Wird eine lebensbegrenzende Krankheit festgestellt, müssen die Behandlung und Versorgung gut überlegt werden. Soll alles getan werden, um das Leben des Kindes zu verlängern, oder geht es vielleicht für das Kind darum, die kurze Lebenszeit mit größtmöglichem Wohlgefühl zu erleben? Das eine schließt das andere nicht aus, die Familien sind damit aber auch immer wieder gefordert, abzuwägen und ihr Kind – und auch sich selbst – gut zu beobachten. Nur so können sie herausfinden, was die nächsten Schritte sein können. Das ist eine Aufgabe, die kaum für eine Familie alleine zu bewältigen ist. Und genau in diesen Situationen dem Kind, den Eltern, der ganzen Familie in ihrer Lebenswelt beizustehen, ist das Ziel der Pädiatrischen Palliativ- und Hospizversorgung.

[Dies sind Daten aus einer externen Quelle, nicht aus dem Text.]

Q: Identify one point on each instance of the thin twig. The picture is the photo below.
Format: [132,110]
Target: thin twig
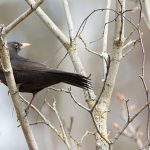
[8,72]
[65,137]
[23,16]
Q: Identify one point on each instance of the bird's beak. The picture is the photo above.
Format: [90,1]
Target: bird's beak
[23,45]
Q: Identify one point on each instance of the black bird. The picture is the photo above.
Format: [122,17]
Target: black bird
[32,77]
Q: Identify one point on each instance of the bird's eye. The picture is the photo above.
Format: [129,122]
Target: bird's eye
[16,46]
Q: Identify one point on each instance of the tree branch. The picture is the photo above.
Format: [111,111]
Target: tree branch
[8,72]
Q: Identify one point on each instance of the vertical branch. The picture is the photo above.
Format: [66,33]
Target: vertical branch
[69,20]
[8,72]
[102,108]
[50,24]
[105,38]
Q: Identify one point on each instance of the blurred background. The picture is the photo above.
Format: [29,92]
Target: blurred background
[45,48]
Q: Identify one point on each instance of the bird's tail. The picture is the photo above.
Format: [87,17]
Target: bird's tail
[73,79]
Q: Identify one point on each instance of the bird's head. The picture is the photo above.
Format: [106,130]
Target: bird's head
[15,47]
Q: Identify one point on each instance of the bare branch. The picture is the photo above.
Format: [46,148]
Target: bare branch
[8,72]
[23,16]
[65,137]
[50,24]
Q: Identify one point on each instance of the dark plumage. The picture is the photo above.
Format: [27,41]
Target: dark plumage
[32,76]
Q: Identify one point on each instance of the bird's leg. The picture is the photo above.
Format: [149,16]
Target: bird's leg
[27,109]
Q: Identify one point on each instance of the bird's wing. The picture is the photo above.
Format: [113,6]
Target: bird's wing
[21,63]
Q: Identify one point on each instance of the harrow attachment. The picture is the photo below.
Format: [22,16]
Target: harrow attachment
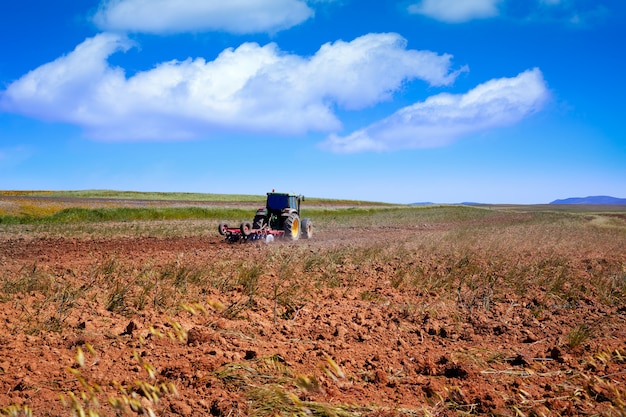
[245,233]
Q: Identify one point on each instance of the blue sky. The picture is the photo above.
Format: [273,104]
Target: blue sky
[494,101]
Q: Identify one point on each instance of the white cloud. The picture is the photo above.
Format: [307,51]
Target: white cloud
[576,12]
[444,118]
[456,11]
[248,89]
[173,16]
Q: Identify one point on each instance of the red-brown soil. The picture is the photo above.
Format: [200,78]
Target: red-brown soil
[351,334]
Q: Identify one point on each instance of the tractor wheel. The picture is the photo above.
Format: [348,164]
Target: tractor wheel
[292,226]
[222,228]
[245,228]
[307,228]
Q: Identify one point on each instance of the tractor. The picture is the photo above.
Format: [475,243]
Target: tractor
[280,218]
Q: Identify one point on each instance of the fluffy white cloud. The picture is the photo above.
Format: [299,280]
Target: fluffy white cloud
[455,11]
[248,89]
[444,118]
[170,16]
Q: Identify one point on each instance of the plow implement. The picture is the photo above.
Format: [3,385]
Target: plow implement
[245,233]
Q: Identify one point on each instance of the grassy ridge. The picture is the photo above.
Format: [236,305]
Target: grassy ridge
[169,196]
[127,214]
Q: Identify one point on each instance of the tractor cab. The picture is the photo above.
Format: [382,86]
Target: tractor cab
[278,202]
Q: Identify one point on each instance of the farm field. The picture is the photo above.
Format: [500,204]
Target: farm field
[137,306]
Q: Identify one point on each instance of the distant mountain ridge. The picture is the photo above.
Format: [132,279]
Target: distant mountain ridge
[599,199]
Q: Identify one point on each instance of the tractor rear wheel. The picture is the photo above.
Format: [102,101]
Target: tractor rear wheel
[307,228]
[292,226]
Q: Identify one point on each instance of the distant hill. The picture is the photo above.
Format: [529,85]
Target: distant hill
[600,199]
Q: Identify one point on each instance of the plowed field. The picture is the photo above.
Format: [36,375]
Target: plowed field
[439,311]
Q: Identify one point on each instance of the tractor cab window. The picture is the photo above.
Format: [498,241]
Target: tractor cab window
[277,201]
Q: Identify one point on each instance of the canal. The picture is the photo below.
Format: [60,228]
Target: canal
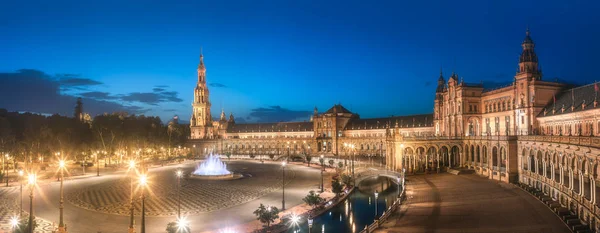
[357,211]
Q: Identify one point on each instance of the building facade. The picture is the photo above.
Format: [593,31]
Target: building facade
[530,131]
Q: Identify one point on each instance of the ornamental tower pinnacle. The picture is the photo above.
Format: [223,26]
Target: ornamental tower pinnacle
[528,62]
[201,121]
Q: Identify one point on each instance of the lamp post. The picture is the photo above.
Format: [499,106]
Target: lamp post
[322,169]
[131,220]
[61,224]
[398,182]
[97,165]
[21,193]
[309,224]
[6,168]
[376,195]
[283,185]
[14,224]
[353,157]
[143,181]
[179,174]
[32,180]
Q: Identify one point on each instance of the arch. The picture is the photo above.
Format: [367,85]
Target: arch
[503,159]
[540,162]
[524,160]
[484,154]
[455,156]
[495,157]
[473,154]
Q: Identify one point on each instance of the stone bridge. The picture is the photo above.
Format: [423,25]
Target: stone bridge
[367,173]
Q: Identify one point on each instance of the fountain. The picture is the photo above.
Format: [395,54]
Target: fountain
[213,169]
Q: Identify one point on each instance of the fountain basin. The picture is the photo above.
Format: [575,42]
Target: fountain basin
[231,176]
[213,169]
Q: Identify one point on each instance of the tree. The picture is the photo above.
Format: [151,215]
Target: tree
[312,199]
[308,159]
[266,215]
[23,226]
[347,180]
[336,186]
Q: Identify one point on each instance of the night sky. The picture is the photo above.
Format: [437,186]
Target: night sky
[277,60]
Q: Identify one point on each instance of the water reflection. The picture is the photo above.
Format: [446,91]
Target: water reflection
[357,211]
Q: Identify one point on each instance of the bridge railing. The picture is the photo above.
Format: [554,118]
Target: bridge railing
[377,223]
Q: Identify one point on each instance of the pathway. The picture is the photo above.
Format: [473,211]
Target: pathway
[469,203]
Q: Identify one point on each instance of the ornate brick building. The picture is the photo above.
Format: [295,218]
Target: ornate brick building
[530,131]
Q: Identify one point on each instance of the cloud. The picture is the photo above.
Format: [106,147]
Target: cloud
[277,113]
[98,95]
[218,85]
[35,91]
[70,81]
[152,98]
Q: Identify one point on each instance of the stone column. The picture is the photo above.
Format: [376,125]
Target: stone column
[581,185]
[571,180]
[426,161]
[544,164]
[593,189]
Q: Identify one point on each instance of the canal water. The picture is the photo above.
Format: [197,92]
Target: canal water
[357,211]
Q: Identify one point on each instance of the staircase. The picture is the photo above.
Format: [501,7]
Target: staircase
[569,218]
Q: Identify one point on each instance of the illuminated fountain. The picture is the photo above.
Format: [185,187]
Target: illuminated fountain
[213,169]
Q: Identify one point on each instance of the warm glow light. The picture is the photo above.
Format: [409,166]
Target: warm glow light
[295,219]
[182,224]
[143,180]
[32,179]
[14,222]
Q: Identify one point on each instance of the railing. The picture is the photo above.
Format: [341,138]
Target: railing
[377,223]
[491,137]
[576,140]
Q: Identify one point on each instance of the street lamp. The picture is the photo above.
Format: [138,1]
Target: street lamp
[353,157]
[131,220]
[376,195]
[32,180]
[98,165]
[143,183]
[309,224]
[283,186]
[398,183]
[21,192]
[322,169]
[5,168]
[179,175]
[61,224]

Wenn von Pädiatrie, Kinderheilkunde oder Kinder- und Jugendmedizin gesprochen wird, umfasst das bei der Versorgung junge Menschen in ganz unterschiedlichen Altersstufen: Frühgeborene, Neugeborene, Säuglinge, Kleinkinder, Kinder, Jugendliche und junge Erwachsene, manchmal sogar Erwachsene. Kinder stehen am Anfang des Lebens, sie sind in Entwicklung und im Werden in Richtung Zukunft orientiert. Doch auch bei jungen Menschen treten Erkrankungen auf, meistens heilbare und typische Kinderkrankheiten, aber auch chronische und manchmal lebensbegrenzende Erkrankungen. Mit einer solchen Diagnose steht für die Familien erst mal das Leben still, und unausweichlich rückt das mögliche Sterben des Kindes nah an die Familien heran.

50.000 Kinder, Jugendliche und junge Erwachsene in Deutschland

In Deutschland leben etwa 50.000 Kinder, Jugendliche und junge Erwachsene mit lebensbegrenzenden Erkrankungen. Von ihnen sterben jedes Jahr zwischen 1.500 und 3.000 pädiatrische Palliativpatientinnen und -patienten. Etwa 550 davon sind an Krebs erkrankt, die meisten Kinder aber an neurologischen Erkrankungen oder an Folgeerkrankungen, die durch eine extrem frühe Geburt entstanden sind. Etwa zwei Drittel dieser Kinder sterben innerhalb ihres ersten Lebensjahres. Auf einer Intensivstation kann die Betreuung wenige Stunden, Tage oder Wochen betragen. Manchmal kann die Heimkehr ins eigene Zuhause erfolgen, und nicht selten werden die Familien über Jahre, manchmal sogar Jahrzehnte begleitet. Dafür stehen den Familien mittlerweile unterschiedliche und sich ergänzende Hilfen zur Verfügung, vorwiegend zur Unterstützung zu Hause. Es stehen aber auch stationäre Einrichtungen zur Verfügung (s. Tabelle).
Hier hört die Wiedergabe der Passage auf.